No meio, ficam nações falidas, destruídas pela guerra : a Ucrânia é a última de tais nações, mas não devemos esquecer a Líbia, o Afeganistão, o Iraque, o Iémen, e outras... Cada uma dessas nações terá de se reconstruir após guerras cruéis, o que poderá corresponder a decénios.
Nunca a história volta atrás; O que aconteceu num dado período, deixa um traço indelével que se prolonga até ao presente. Sem inteligência da História, dum modo aprofundado, somos conduzidos por clichés, por preconceitos, por ideologias de pacotilha.

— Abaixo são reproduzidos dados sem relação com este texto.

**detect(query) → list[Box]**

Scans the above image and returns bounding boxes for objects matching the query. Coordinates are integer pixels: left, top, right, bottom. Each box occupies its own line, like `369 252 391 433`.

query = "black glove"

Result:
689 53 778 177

Nunca é fácil compreender o mundo. Ele não se rege por qualquer «lei», ao contrário do que Marx e os marxistas criam; o mundo dos homens, das sociedades, das civilizações é caótico, ou seja, não é possível se aplicar qualquer «lei, regra ou princípio».
É preciso compreender isto e compreender que o mundo natural - o mundo das necessidades energéticas, incluindo alimentação, que é afinal energia para o nosso corpo - esse obedece a certas constrições, que não se podem eliminar: as leis da termodinâmica, as leis da vida, das leis genéticas até às leis que governam as populações; as leis da ecologia, dos sistemas renováveis e dos recursos finitos, etc.
As pessoas que têm formação em biologia ou áreas conexas, têm natural propensão em ver o mundo deste modo: Este modo de ver, se não for transformado numa pseudo- ciência, ou numa forma atualizada da ideologia cientista dos séculos XIX e XX, pode ser um instrumento muito mais fértil, quer para a prospetiva, quer para a planificação flexível.
Afinal, o melhor modelo é aquele que passou «o teste» de Éons de evolução biológica: Compreender a fundo estes mecanismos não implica compreender tudo o que respeita ao mundo dos humanos e suas sociedades, mas ajuda a colocar a economia, a sociologia e política, em perspetiva.